The stone tools unearthed at the Jebel Faya site about 50km from the Persian Gulf suggests another possible migratory route across the Bab al-Mandab strait, a tract of open water which separates the Red Sea from the Arabian Ocean and the Horn of Africa from the Arabian Peninsula.

The scientists behind the study said that at the time of the migration, about 125,000 years ago, sea levels would have been low enough for people to make the crossing by foot or with simple rafts or boats. They also suggest that the waterless Nejd plateau of southern Arabia, which would have posed another barrier to migration, was in fact at that time covered in lakes and lush, game-filled vegetation.

"By 130,000 years ago, sea level was still about 100 metres lower than at present while the Nejd plateau was already passable. There was a brief period where modern humans may have been able to use the direct route from East Africa to Jebel Faya," said Professor Adrian Parker of Oxford Brookes University, who was part of the research team.
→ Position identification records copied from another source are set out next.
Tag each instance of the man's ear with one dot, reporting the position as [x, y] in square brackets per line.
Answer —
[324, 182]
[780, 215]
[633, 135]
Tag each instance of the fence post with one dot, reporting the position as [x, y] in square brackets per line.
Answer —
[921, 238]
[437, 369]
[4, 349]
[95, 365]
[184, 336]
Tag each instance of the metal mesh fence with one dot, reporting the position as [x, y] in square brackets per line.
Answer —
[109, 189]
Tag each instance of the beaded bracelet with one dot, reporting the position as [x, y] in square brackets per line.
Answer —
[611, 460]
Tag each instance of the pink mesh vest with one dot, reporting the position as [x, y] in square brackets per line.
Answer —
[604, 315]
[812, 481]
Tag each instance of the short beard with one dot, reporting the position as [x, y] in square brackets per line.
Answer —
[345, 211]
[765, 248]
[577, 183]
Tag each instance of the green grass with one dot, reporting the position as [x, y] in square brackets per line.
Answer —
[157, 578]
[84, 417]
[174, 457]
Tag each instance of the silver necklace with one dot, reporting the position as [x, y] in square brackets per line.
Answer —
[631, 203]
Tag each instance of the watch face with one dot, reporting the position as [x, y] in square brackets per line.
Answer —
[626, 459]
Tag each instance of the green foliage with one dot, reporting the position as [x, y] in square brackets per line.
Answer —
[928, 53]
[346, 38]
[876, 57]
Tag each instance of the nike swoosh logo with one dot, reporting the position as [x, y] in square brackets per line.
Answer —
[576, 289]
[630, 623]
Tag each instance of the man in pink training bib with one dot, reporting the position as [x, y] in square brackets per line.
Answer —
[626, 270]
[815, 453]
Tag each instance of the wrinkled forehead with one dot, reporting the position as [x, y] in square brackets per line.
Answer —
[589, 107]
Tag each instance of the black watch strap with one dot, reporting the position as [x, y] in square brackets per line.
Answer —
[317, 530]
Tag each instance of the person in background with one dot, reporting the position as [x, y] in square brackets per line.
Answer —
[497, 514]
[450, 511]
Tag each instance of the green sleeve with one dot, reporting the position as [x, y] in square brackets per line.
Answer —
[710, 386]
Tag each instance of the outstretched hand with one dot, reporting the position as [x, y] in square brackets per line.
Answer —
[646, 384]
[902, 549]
Once humans had crossed into southern Arabia, they would have enjoyed the benefits of a land rich in gazelle and, with little competition, the migrant community could have quickly expanded to become an important secondary centre for population growth, which later migrated across the Persian Gulf to India and the rest of Asia, the scientists suggest.

Simon Armitage of Royal Holloway, University of London, the lead author of the study published in the journal Science, said that discovering the dates of the stone tools was the key piece of evidence suggesting there was a much earlier migration out of Africa than previously supposed. "Archaeology without ages is like a jigsaw with the interlocking edges removed – you have lots of individual pieces of information but you can't fit them together to produce the big picture," Dr Armitage said.

"At Jebel Faya, the ages reveal a fascinating picture in which modern humans migrated out of Africa much earlier than previously thought, helped by global fluctuations in sea level and the climate change in the Arabian Peninsula."

The stone "tool kit" found at Jebel Faya includes relatively primitive hand axes and a collection of stone scrapers and perforators. The scientists said the tools resemble artifacts found in eastern Africa and their primitive nature suggests that migration did not depend on the invention of more complex tools.

"These anatomically modern humans, like you and me, had evolved in Africa about 200,000 years ago and subsequently populated the rest of the world. Our findings should stimulate a re-evaluation of the means by which we modern humans became a global species," Dr Armitage said.

However, not all scientist are convinced. Paul Mellars of Cambridge University told Science: "I'm totally unpersuaded. There's not a scrap of evidence here that these were made by modern humans, nor that they came from Africa."